Он стоял напротив Анфисы – массивный, мощный, даже несмотря на свои годы.

«Что мне делать?» – думала девушка.

– Стоит мне только закрыть глаза, как я переношусь в то время. Запах гари от постоянных бомбежек, наш величественный замок со следами взрывов, запах собственного страха. В соседней комнате лежала моя собака, которую придавило камнем, она умерла… Твоя бабка была ангелом войны, склонившимся надо мной. Нужно ли говорить, как я ее ненавидел. Когда они ушли, я побежал в соседнюю деревню, где знал одну семью. К счастью, мать этого семейства была жива. Я назвал адрес моей двоюродной тети в Берлине, который помнил наизусть. Уже позже эта семья разыскала мою тетку; она взяла меня на воспитание. Тетка была бездетной. Правда, когда мне было семнадцать лет, она умерла. Но это уже другая история… После войны мы искали древние места силы, мы не оставили того, что делали наши предки. Не буду тебя утомлять этим рассказом. Так судьба привела меня сюда. И столкнула здесь с тобой. Догадываешься ли ты, что будет следующим шагом? Я тебя просто задушу собственным руками.

Он шагнул вперед – глыба, нависшая над Анфисой… она стояла как парализованная, не в силах пошевелиться. Его руки сомкнулись на ее шее… В этот момент внутри что-то щелкнуло, оцепенение спало, резким точно рассчитанным движением Анфиса выхватила из кармана нож и взмахнула им. Луч солнца вспыхнул на ноже. Мужчина отшатнулся, разомкнул руки и закрыл ими лицо, словно этот блеск ослепил его. Анфиса ударила его с силой ногой в пах, он крутанулся вокруг себя. Она ударила во второй раз. Он охнул, взмахнул руками и, теряя равновесие, упал на землю.

– С-сука! Я же знал… Какая ты сука, Аглая…

Наверное, его сознание уже туманилось, раз он назвал ее именем бабки, по телу прошли судороги.

Анфиса подошла к воде, опустила в нее руки. В воду закапали слезы. Она распрямилась и посмотрела назад. Старик был уже мертв. Его глаза уставились в небо, пустые, без всякого выражения.

Превозмогая отвращение, Анфиса обшарила его карманы, сумку. Она нашла документы, фотографию своей бабки, пачку писем…

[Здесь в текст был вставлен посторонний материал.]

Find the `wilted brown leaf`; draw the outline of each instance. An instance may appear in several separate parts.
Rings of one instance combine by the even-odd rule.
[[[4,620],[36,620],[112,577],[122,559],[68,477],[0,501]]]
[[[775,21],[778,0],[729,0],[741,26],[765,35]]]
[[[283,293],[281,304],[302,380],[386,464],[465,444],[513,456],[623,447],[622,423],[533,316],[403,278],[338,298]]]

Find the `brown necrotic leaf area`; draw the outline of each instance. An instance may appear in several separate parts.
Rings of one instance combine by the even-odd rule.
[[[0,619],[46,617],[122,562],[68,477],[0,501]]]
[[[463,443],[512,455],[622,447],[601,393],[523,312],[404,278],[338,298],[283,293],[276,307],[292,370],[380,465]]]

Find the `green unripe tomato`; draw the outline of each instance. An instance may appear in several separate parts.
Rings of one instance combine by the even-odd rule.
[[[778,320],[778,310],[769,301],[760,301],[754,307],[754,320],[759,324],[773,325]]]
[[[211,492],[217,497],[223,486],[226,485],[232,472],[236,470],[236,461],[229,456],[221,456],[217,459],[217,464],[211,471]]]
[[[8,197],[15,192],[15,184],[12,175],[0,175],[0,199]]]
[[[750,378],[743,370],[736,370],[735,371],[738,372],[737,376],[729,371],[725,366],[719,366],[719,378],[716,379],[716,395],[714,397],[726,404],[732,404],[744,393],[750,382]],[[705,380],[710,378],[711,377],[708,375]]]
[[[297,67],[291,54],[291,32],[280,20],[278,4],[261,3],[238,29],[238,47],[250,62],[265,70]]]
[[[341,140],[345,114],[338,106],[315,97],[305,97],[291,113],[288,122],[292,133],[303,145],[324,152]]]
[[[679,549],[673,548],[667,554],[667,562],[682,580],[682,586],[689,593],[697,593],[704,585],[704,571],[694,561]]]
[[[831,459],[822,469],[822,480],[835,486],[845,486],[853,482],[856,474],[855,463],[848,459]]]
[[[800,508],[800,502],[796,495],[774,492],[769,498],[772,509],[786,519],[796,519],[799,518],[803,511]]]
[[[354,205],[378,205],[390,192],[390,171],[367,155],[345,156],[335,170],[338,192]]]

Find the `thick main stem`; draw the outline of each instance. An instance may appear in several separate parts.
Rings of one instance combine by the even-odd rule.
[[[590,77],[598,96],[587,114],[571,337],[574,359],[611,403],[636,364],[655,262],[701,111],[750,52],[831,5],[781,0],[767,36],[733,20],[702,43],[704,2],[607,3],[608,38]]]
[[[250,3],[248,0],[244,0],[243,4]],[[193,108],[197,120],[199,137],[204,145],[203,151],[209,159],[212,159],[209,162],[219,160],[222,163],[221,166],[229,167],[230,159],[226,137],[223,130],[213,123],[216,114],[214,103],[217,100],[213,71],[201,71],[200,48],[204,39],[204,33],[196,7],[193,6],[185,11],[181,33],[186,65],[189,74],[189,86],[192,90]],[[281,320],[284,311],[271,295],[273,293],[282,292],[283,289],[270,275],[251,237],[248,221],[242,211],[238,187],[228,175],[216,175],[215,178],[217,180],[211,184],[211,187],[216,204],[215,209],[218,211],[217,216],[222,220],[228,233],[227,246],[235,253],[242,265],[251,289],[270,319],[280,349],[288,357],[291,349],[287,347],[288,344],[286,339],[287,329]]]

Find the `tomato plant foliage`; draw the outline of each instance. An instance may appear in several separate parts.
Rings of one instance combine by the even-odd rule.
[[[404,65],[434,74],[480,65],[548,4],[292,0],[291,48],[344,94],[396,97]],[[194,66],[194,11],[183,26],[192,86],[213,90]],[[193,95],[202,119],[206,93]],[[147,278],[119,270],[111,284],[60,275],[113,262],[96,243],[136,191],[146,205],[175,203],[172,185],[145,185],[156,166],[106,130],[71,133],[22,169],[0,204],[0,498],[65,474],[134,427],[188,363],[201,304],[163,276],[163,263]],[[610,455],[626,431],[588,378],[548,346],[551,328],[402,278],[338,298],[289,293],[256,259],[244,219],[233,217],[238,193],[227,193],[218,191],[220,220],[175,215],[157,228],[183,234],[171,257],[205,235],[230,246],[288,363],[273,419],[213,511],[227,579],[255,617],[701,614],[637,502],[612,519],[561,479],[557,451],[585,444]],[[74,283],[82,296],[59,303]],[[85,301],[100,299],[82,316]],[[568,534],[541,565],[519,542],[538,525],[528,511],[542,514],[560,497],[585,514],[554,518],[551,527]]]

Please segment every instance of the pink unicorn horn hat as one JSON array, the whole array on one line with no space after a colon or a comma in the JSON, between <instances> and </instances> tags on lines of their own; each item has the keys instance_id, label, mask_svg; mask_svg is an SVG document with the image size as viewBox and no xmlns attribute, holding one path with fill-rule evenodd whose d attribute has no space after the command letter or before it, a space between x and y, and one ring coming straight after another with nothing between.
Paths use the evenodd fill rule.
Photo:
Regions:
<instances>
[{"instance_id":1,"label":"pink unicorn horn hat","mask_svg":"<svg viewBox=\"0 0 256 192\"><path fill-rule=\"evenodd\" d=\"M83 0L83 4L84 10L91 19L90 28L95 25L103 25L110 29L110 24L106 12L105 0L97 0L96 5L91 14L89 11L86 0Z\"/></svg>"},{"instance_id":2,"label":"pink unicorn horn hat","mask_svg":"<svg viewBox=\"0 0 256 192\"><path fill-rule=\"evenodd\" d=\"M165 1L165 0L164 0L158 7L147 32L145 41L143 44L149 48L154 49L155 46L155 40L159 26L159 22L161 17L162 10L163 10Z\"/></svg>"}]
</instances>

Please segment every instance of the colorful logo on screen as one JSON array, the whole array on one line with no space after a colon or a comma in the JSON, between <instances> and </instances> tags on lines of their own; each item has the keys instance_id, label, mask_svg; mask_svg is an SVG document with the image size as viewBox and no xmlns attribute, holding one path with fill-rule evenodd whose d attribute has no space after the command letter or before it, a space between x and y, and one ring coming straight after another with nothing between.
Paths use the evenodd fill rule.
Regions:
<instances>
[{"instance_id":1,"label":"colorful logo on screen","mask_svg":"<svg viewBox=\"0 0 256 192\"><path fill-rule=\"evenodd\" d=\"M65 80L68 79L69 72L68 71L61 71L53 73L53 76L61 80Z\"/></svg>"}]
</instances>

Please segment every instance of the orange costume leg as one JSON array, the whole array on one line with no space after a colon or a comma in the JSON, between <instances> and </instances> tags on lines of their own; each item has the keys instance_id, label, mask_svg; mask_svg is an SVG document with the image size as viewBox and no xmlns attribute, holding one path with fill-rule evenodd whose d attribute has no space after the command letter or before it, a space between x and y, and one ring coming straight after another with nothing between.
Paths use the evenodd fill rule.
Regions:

Она все убрала обратно в сумку, которую взяла с собой.

В деревне ее ждали.

– Мы думали, что ты утонула, – сказала ей Марья Васильевна. – Не ожидали увидеть.

– Н-нет я жива. Я хотела спросить вас. Я встретилась с одним мальчишкой лет четырнадцати. У него шрам над бровью. Он мне сказал, что его зовут Игошка.

В глазах женщины мелькнул страх.

– А ты ничего не напутала?

– Нет.

– Был у нас такой Игошка, да умер давно…

– Как давно?

– Сто лет назад. Пропал в один прекрасный момент. Говорят, что иногда объявляется в разных местах. Как появится, быть беде или смерти. – Марья Васильевна перекрестилась.

– Еще там человек около пещеры лежит мертвый. Воды дайте, пожалуйста…

Глава пятнадцатая. Тень последней надежды

И снится мне другая

Душа, в другой одежде:

Горит, перебегая

От робости к надежде.

Арсений Тарковский

* * *

Оглядываясь назад, Скандаровский удивлялся тому, что он не сошел с ума, находясь рядом с Отто Раном. Это был не просто энтузиаст, а фанатик чистой воды. Он был готов не есть, не спать, только бродить в пещерах – без устали, до полного изнеможения. Хотя у него была хорошая выносливость и физическая подготовка. «Он знал, что ищет, или делал вид», – иногда думал Скандаровский.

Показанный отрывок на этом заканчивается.